Until the 2000s, pharmaceutical manufacturing was largely a
domestic enterprise. In the last several decades, however, such
manufacturing has increasingly moved offshore. Today, more than half of
the pharmaceuticals distributed in the U.S. are manufactured overseas.
As of June 2025, approximately 53% of brand drug products and 69% of
generic drug products have at least one manufacturer outside of the
United States.
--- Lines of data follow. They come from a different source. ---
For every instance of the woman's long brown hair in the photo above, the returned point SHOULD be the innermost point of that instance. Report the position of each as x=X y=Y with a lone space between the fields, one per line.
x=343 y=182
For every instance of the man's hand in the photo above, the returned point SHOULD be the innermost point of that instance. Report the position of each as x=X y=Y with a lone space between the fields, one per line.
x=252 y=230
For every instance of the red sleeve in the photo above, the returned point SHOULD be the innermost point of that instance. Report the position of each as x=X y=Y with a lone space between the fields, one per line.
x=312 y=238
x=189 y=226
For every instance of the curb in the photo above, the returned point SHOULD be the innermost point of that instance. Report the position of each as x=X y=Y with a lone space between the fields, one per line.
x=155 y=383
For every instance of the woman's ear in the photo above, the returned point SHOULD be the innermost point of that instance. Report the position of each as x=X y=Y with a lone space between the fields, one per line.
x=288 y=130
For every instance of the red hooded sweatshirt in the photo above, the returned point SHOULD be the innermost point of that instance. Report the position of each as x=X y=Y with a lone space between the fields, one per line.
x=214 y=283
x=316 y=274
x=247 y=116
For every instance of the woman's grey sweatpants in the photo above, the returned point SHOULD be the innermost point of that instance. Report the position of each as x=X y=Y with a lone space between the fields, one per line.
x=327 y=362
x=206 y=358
Additionally, as of 2025, 9% of API (Type II) Drug
Master File (DMF) holders are in the United States, 22% are in China,
and 44% are in India.
To help bolster pharmaceutical supply chain resiliency in the U.S.,
on May 5, 2025, the President issued Executive Order (E.O.) 14293,
``Regulatory Relief to Promote Domestic Production of Critical
Medicines.'' E.O. 14293 sets forth a policy intended to streamline the
regulation of manufacturing pharmaceutical products to facilitate the
restoration of a robust domestic pharmaceutical manufacturing base.
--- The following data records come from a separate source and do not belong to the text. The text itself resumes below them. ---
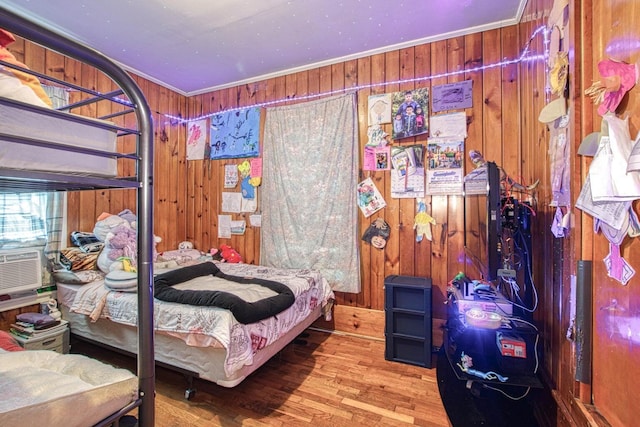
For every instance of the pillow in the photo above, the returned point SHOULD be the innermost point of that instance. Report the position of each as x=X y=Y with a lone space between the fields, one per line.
x=80 y=277
x=120 y=280
x=8 y=343
x=76 y=260
x=16 y=84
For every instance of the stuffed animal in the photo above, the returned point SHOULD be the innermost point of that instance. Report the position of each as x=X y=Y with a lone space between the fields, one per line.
x=228 y=254
x=185 y=245
x=120 y=250
x=17 y=84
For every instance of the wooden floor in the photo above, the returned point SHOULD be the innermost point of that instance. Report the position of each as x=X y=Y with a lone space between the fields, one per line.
x=326 y=380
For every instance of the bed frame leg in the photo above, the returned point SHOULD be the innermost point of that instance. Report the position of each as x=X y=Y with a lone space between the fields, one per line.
x=190 y=391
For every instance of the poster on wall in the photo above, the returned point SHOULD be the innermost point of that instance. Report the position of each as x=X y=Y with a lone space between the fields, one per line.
x=410 y=113
x=197 y=147
x=370 y=200
x=407 y=171
x=379 y=109
x=445 y=165
x=452 y=96
x=235 y=134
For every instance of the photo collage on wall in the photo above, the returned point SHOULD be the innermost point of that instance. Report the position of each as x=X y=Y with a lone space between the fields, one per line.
x=422 y=152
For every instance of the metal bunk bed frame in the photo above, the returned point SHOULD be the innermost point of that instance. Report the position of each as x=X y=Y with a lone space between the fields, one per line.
x=30 y=181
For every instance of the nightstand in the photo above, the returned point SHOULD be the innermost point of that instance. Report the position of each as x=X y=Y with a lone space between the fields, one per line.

E.O. 14293 directs FDA to review existing regulations and guidance that
pertain to the development of domestic pharmaceutical manufacturing and
take steps to ``eliminate any duplicative or unnecessary requirements .
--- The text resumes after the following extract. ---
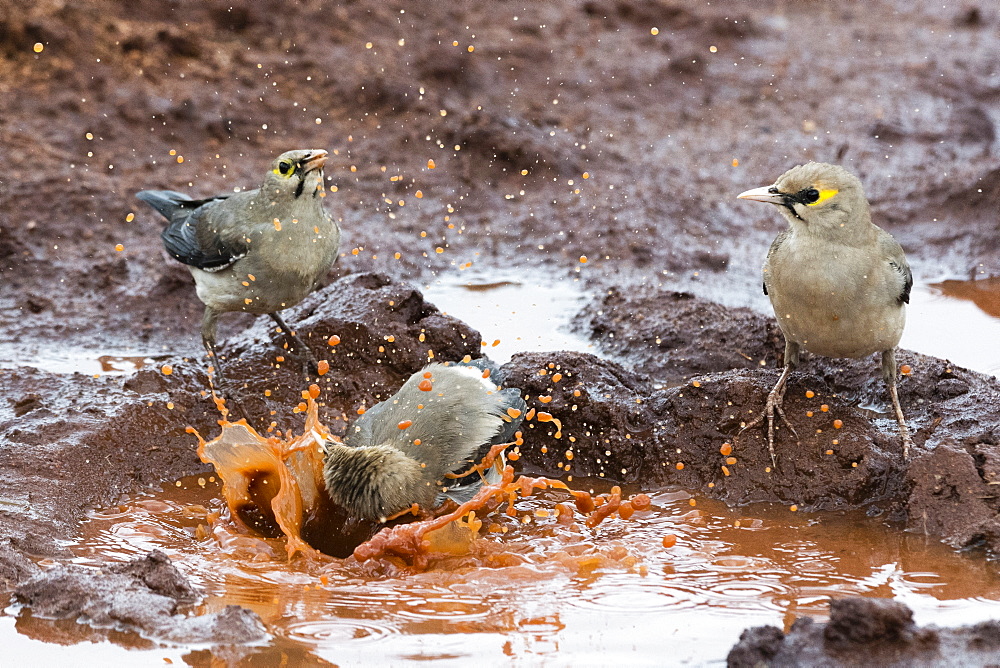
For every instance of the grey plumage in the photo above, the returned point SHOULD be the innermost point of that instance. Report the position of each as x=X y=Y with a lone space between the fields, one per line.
x=258 y=251
x=385 y=464
x=837 y=282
. .; maximize the timeliness and predictability of agency review; and
streamline and accelerate the development of domestic pharmaceutical
manufacturing.''
In response to E.O. 14293, FDA has developed a proposal, ``FDA
PreCheck,'' to accelerate the establishment of high priority new
pharmaceutical manufacturing facilities in the U.S. and strengthen the
domestic pharmaceutical supply chain. Specifically, the proposal
consists of a two-phase approach: (1) Facility Readiness Phase, and (2)
Application Submission Phase.
Phase 1: Facility Readiness Phase
The following elements of the Facility Readiness Phase are intended
to help enable early facility engagement and support:
Pre-operational Review:
Enables manufacturers to seek FDA feedback, as applicable,
at critical facility development stages including facility design, pre-
construction, construction/equipment installation and qualification,
and pre-production phases.
Provides manufacturers insight into whether their planned
facility and manufacturing operations as designed are likely to comply
with Current Good Manufacturing Practice (CGMP) requirements.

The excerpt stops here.